I've known quite a few people with huge personal problems in my life, and a few that lived fairly healthy lives.  The number one difference maker was how they approached their problems.  If you believe that the situation is hopeless and that you'll never get better, that the only change that can happen to you is negative or worse, then yes, you will find a way to make that happen.  If you believe you're doomed, you'll find a way to die.  But if you can acknowledge your suffering and still believe that life doesn't have to be so bad just because it's there, then even if things don't get better you'll feel better.  And really, fixing things when it comes to challenges like this in life isn't so much the operative word as it is managing them.  You can't hope to fix something if you can't manage it.  Managing something only comes by at least implicitly accepting it.
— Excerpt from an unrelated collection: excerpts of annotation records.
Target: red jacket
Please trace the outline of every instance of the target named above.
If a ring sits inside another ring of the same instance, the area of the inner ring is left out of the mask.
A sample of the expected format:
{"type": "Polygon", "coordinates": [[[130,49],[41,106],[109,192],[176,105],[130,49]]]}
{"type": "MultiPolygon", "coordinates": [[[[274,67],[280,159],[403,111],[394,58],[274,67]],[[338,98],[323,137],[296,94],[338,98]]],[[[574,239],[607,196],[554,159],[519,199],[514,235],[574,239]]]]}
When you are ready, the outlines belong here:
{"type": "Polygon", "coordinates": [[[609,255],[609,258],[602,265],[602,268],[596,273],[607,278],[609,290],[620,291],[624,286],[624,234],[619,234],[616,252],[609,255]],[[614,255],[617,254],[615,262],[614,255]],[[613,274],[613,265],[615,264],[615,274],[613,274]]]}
This is all easier said than done, of course.  Again, I consider myself an extreme case, and extreme cases have exaggerated results.  But it really does all boil down towards attitude.  Can you acknowledge your stress, and your suffering?  If you can, can you accept it and have a good time anyway?  As difficult as it is, it's the only way I've ever found at making myself feel better about the whole thing.  I look around and I don't see a whole lot of other people doing this, but you know, maybe they just haven't been shown how.  That can be changed in time.

This is just my take.  As it happens, I did get better, and I'm back here posting.  Maybe someone will read this and it will help them, maybe it won't.  But this is where I go and this is what I do when I disappear, and that's as much a part of me as talking about politics or science is.  So there it is.  In the end, it's really all I can do.